Hermans P
Saint Pierre Hospital, Brussels, Belgium.
AIDS. 1995 Dec;9 Suppl 2:S9-S14.
Neutropenia and anaemia are common problems in patients with HIV infection. Neutropenia can lead to a reduction in drug doses or to withdrawal of important myelosuppressive agents such as ganciclovir, zidovudine, cotrimoxazole and pyrimethamine, while anaemia may require the administration of blood transfusions.
Haematopoietic growth factors such as granulocyte-macrophage colony-stimulating factor (GM-CSF) and granulocyte colony-stimulating factor (G-CSF) are effective in the treatment of AIDS-related neutropenia. G-CSF appears to be better tolerated than GM-CSF. Moreover, GM-CSF can stimulate HIV replication in the absence of antiretroviral treatment. Thus G-CSF may offer a better treatment option in some patients. Doses of up to 300 micrograms G-CSF (filgrastim) per day rapidly reverse neutropenia in most HIV-infected patients. Subsequently, normal neutrophil counts can be maintained with intermittent doses (1-7 days a week). This allows greater use of myelosuppressive agents. Recombinant human erythropoietin is well tolerated and effective in the treatment of anaemia due to zidovudine when endogenous erythropoietin levels are < or = 500 IU/l. Recombinant human erythropoietin combined with CSF also appears to be well tolerated and effective in the treatment of combined cytopenias. Other haematopoietic growth factor combinations are currently being explored.

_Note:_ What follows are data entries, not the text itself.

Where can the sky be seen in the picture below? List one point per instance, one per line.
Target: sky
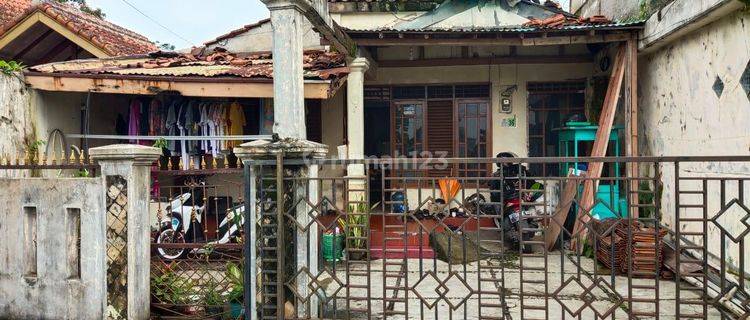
(192, 22)
(185, 23)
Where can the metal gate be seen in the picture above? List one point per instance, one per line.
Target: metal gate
(407, 240)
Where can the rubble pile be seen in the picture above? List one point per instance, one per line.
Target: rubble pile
(560, 20)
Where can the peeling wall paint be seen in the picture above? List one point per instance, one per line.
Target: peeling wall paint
(16, 129)
(680, 114)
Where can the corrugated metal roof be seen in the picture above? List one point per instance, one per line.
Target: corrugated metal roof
(317, 65)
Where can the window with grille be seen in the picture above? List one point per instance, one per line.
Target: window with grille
(444, 120)
(550, 106)
(473, 119)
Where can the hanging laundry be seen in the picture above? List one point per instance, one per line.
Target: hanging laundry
(235, 123)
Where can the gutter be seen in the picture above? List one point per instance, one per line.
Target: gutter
(680, 18)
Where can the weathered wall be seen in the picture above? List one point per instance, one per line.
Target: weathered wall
(617, 10)
(16, 129)
(680, 114)
(260, 38)
(43, 275)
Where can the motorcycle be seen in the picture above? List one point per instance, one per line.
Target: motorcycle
(174, 229)
(518, 222)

CSF and recombinant human erythropoietin, used alone or in combination, appear to be well tolerated and effective in the treatment of neutropenia and anaemia, respectively, in patients with HIV infection. G-CSF may be preferable to GM-CSF in some patients. However, the advantages of therapy with haematopoietic growth factors have to be balanced against the disadvantages of cost, inconvenience and discomfort associated with repeated subcutaneous injections. At present there is no clear evidence that CSF prolongs the survival of AIDS patients.
中性粒细胞减少和贫血是HIV感染患者常见的问题。中性粒细胞减少可导致药物剂量减少或停用更昔洛韦、齐多夫定、复方新诺明和乙胺嘧啶等重要的骨髓抑制药物,而贫血可能需要输血治疗。
造血生长因子如粒细胞-巨噬细胞集落刺激因子(GM-CSF)和粒细胞集落刺激因子(G-CSF)在治疗艾滋病相关中性粒细胞减少方面有效。G-CSF的耐受性似乎比GM-CSF更好。此外,在没有抗逆转录病毒治疗的情况下,GM-CSF可刺激HIV复制。因此,G-CSF可能为某些患者提供更好的治疗选择。大多数HIV感染患者每天使用高达300微克的G-CSF(非格司亭)可迅速逆转中性粒细胞减少。随后,通过间歇给药(每周1 - 7天)可维持正常的中性粒细胞计数。这使得骨髓抑制药物的使用更加广泛。当内源性促红细胞生成素水平≤500 IU/l时,重组人促红细胞生成素耐受性良好,对齐多夫定所致贫血有效。重组人促红细胞生成素联合CSF在治疗合并血细胞减少症方面似乎也耐受性良好且有效。目前正在探索其他造血生长因子组合。
CSF和重组人促红细胞生成素单独或联合使用,在治疗HIV感染患者的中性粒细胞减少和贫血方面似乎耐受性良好且有效。在某些患者中,G-CSF可能比GM-CSF更可取。然而,造血生长因子治疗的优势必须与反复皮下注射带来的成本、不便和不适等劣势相权衡。目前尚无明确证据表明CSF能延长艾滋病患者的生存期。